Did you know Galileo (1564 – 1642) went to medical school? Not many people do. His father wanted him to become a doctor and sent him to study medicine at the University of Pisa. While there he discovered a natural talent for math, and eventually left medical school to pursue mathematics.
He invented the first astronomical telescope and using the new device, Galileo became the first person to observe the Moon up close. Continuing his astronomical research, he would use his telescope to establish that small moons circled Jupiter, and he closely observed the rings of Saturn and the phases of Venus. All this was heresy because God made everything and it was unchanging, they said.
But the forces of Facebook were at work, even then. The Church elders refused to look through his device and banned anyone from looking… They would be burned at the stake if they did, or even spoke of such mischief! Galileo himself was very lucky not to be put to death for heresy. As it was, he was under house arrest for the rest of his life: they sort of took down his Facebook page, huh?
Here’s a longer story you may not know:
When neurologist Stanley Prusiner insisted that mad cow disease and Creutzfeldt-Jakob disease are caused not by viruses, bacteria, or fungi but by infectious proteins, which he dubbed “prions” in 1982, even he admitted that the idea was “clearly heretical.”
It was instantly controversial, particularly among Prusiner’s infectious disease and virology colleagues who had staked their entire careers on searching for and studying the pathogens behind these diseases. They simply could not accept that a mere protein, with its lack of genetic material, could transmit disease. (Some still cannot.) Prusiner himself described this first publication as setting off a “firestorm,” and he suffered a series of “very vicious” personal attacks in the press. [Nobelprize.org. Stanley B. Prusiner – Biographical. The Nobel Foundation. http://www.nobelprize.org/nobel_prizes/medicine/laureates/1997/prusiner-bio.html Accessed November 9, 2015].
He would naturally have been taken down and banned by the present Facebook, Google, Twitter, mob of thought police.
But Prusiner continued publishing, however, further characterizing prions and adding diseases to the list of those he believed were caused by infectious proteins. Slowly some in the medical community accepted his hypotheses.
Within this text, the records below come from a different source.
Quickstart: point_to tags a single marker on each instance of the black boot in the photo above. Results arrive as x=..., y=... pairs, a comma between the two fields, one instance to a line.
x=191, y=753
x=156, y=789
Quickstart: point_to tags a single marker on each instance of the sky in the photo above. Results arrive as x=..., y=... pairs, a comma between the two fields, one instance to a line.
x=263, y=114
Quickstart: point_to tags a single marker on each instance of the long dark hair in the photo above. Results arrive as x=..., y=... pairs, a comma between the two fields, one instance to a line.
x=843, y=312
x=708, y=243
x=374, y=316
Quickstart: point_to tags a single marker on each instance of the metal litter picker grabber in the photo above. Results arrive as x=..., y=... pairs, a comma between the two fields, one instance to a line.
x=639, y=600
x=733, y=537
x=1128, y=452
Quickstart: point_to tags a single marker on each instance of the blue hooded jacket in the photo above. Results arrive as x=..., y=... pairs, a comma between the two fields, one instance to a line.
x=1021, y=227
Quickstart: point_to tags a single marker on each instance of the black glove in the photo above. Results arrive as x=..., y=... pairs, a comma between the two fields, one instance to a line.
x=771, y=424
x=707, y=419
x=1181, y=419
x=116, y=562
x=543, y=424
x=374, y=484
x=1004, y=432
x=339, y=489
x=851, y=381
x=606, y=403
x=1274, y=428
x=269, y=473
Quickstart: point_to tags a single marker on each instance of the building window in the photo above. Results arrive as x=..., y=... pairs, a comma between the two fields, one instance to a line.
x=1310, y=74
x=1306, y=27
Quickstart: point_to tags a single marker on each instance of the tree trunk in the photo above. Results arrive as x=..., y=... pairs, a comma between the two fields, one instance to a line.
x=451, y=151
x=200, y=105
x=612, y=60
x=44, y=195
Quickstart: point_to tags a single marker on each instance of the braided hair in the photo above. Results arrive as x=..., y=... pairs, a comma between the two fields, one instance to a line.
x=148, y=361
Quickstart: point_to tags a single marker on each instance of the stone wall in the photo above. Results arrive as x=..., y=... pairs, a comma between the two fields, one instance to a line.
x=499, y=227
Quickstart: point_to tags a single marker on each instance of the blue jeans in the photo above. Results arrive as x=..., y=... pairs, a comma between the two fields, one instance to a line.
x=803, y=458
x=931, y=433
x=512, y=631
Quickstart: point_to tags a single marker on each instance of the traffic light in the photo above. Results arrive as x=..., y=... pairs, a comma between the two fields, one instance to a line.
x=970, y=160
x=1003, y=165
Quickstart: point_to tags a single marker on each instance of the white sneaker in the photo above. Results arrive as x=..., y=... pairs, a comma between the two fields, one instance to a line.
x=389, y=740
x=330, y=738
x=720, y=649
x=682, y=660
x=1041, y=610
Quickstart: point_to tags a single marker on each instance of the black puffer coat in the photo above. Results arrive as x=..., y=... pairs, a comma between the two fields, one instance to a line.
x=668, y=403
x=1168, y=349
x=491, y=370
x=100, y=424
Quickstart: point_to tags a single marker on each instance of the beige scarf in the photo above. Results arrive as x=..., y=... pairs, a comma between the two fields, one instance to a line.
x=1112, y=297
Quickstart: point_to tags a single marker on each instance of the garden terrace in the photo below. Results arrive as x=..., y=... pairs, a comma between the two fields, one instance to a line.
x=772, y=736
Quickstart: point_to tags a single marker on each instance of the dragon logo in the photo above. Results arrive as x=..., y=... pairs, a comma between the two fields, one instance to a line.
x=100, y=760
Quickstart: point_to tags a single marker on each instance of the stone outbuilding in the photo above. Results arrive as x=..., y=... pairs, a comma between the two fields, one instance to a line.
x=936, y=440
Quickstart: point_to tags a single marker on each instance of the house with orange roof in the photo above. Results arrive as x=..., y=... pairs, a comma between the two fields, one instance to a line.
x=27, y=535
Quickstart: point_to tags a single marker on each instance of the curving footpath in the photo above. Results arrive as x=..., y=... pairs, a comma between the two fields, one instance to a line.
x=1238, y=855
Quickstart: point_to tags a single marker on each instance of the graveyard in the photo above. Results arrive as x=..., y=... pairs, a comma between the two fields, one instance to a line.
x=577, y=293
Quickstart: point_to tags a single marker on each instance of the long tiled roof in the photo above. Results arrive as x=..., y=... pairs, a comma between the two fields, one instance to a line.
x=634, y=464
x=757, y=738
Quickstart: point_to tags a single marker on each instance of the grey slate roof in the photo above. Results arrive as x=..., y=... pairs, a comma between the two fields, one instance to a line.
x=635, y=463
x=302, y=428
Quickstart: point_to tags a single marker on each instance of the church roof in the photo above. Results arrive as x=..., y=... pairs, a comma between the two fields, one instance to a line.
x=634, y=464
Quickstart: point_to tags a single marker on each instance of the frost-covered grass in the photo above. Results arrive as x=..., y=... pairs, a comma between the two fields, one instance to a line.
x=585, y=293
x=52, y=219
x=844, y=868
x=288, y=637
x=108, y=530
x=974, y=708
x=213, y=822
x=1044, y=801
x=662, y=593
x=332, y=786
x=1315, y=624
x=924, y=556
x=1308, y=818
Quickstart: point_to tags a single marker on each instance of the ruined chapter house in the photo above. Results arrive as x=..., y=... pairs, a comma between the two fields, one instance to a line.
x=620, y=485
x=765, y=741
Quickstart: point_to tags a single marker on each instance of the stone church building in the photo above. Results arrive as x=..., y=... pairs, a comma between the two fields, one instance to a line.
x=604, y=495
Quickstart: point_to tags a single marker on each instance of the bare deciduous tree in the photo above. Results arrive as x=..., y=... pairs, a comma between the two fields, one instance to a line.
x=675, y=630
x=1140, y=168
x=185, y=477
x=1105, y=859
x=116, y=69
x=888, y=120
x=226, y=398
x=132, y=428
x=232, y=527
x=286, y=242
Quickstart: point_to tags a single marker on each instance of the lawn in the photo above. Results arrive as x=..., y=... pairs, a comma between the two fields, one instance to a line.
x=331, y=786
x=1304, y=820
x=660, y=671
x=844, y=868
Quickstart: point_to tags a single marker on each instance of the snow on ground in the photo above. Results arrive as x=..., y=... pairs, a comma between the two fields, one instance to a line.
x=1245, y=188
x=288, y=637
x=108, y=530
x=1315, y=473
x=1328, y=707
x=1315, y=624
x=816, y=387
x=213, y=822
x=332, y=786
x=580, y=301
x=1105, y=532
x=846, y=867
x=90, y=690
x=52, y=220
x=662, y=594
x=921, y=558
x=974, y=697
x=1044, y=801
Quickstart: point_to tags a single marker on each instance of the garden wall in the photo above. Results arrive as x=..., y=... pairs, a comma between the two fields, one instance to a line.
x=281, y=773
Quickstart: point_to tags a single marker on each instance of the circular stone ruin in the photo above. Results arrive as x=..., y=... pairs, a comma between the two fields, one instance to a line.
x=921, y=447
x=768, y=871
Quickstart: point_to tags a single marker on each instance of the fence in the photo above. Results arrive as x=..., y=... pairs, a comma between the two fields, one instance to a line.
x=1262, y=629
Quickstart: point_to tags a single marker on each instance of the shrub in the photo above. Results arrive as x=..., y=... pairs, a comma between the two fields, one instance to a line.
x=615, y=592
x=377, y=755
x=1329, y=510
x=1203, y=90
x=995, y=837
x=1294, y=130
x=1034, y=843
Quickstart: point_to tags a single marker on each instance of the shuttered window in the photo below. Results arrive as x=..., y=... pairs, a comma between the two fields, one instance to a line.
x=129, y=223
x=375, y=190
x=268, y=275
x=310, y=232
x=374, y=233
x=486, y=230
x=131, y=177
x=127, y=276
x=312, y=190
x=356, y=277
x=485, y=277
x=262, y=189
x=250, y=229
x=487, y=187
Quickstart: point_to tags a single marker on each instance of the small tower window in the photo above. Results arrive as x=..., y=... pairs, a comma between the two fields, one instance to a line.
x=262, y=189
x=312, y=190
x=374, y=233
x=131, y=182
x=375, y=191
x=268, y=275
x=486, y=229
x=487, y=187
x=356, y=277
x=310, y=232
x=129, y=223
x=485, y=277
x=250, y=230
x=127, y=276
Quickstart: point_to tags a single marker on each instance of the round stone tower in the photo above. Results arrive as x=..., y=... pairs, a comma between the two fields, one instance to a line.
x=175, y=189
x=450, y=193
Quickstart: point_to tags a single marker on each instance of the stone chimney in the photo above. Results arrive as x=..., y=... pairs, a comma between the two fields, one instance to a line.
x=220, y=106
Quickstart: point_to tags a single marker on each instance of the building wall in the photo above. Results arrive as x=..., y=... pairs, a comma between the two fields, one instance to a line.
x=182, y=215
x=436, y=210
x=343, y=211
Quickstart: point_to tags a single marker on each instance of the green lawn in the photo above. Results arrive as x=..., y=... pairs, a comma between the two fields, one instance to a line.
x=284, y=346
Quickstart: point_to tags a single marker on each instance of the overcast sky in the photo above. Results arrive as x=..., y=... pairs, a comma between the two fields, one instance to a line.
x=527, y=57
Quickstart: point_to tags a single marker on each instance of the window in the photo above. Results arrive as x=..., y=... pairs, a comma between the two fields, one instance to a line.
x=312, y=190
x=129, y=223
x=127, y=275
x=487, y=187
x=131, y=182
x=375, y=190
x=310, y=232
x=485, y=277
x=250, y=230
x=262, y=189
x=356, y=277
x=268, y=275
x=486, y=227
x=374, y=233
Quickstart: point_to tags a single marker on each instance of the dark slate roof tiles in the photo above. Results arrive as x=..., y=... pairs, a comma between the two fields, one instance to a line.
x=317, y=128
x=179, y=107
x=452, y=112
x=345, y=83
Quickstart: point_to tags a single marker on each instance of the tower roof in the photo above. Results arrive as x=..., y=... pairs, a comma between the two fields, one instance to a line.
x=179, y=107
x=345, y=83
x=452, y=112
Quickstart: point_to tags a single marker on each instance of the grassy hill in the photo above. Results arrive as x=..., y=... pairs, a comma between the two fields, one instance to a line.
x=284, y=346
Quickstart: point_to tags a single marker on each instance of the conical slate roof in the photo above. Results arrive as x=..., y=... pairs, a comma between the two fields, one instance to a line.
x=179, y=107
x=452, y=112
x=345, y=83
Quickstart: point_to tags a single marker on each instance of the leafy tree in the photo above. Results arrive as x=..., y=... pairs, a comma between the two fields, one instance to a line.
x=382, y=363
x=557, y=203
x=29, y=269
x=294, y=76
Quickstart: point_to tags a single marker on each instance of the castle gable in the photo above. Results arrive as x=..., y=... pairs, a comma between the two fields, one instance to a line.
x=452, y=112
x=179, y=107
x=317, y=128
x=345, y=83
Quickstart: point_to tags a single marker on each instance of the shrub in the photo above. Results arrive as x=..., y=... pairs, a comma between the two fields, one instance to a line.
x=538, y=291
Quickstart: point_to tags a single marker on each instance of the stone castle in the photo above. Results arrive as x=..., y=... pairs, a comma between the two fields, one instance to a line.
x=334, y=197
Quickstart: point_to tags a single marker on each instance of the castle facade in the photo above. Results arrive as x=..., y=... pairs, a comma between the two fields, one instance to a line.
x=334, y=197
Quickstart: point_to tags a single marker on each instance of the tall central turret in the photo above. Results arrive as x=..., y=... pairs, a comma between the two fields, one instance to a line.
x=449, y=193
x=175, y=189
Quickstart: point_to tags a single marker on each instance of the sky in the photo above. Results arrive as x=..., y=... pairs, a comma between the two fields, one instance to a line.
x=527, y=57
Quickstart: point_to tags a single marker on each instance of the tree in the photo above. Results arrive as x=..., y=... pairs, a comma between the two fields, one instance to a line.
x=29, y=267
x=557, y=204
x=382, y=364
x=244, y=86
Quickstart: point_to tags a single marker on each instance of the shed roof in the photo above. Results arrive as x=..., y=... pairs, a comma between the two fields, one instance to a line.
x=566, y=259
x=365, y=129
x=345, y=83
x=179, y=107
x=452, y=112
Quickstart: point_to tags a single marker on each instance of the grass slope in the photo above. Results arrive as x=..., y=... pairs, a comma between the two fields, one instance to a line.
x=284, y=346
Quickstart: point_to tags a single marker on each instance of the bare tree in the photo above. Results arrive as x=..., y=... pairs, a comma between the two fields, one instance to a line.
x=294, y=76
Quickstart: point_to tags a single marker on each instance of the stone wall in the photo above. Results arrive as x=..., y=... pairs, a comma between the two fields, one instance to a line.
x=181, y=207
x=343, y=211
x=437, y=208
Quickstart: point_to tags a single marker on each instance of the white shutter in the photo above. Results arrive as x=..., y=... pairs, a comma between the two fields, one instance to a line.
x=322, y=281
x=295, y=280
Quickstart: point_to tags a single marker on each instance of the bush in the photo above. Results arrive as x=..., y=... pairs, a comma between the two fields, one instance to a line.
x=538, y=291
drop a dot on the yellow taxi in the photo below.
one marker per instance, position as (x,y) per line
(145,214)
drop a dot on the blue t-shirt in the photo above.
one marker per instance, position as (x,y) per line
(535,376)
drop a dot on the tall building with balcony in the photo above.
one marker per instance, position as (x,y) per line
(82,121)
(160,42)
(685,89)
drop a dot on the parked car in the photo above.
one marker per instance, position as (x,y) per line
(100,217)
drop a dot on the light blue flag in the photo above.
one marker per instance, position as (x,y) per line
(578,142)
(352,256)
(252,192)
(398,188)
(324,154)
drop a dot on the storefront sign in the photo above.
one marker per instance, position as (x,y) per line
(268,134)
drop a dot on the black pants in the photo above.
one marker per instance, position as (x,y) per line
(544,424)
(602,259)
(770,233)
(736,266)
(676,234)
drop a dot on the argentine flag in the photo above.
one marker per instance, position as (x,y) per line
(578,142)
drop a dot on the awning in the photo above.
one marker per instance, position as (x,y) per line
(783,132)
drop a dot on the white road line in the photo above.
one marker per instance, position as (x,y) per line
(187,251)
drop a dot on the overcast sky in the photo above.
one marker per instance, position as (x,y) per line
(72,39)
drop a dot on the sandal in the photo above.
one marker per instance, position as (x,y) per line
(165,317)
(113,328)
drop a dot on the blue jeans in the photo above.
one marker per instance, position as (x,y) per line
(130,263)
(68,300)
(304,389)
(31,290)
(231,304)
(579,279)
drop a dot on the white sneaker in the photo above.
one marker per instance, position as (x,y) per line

And then in 1996, more than a decade after he had initially described prions, the first cases of the human form of mad cow disease were reported in Britain. Mad cow disease, or bovine spongiform encephalopathy, had previously been identified as a prion disease by Prusiner.
One year later, in 1997, Prusiner won the Nobel Prize for his discovery of prions!
That’s how we make progress. A duel of wits and observations. Of course there are losers and winners. The losers sometimes take it very hard. There is still, today, a Flat Earth Society in London (I’m not kidding)! Of course it may just be a joke, but most of us now regard our planet as a rounded orb!
If Facebook, Google, Twitter, etc. had had their way, the earth would remain forever flat, there would be no toilet paper, and we would still be hacking of limbs without an anesthetic, with dirty hands, causing a lethal infection (sepsis), which could not then be cleared up by a course of penicillin.
They are—to use a delicious phrase from my old and lamented friend Lawrence Dickey—striking an effective blow for ignorance.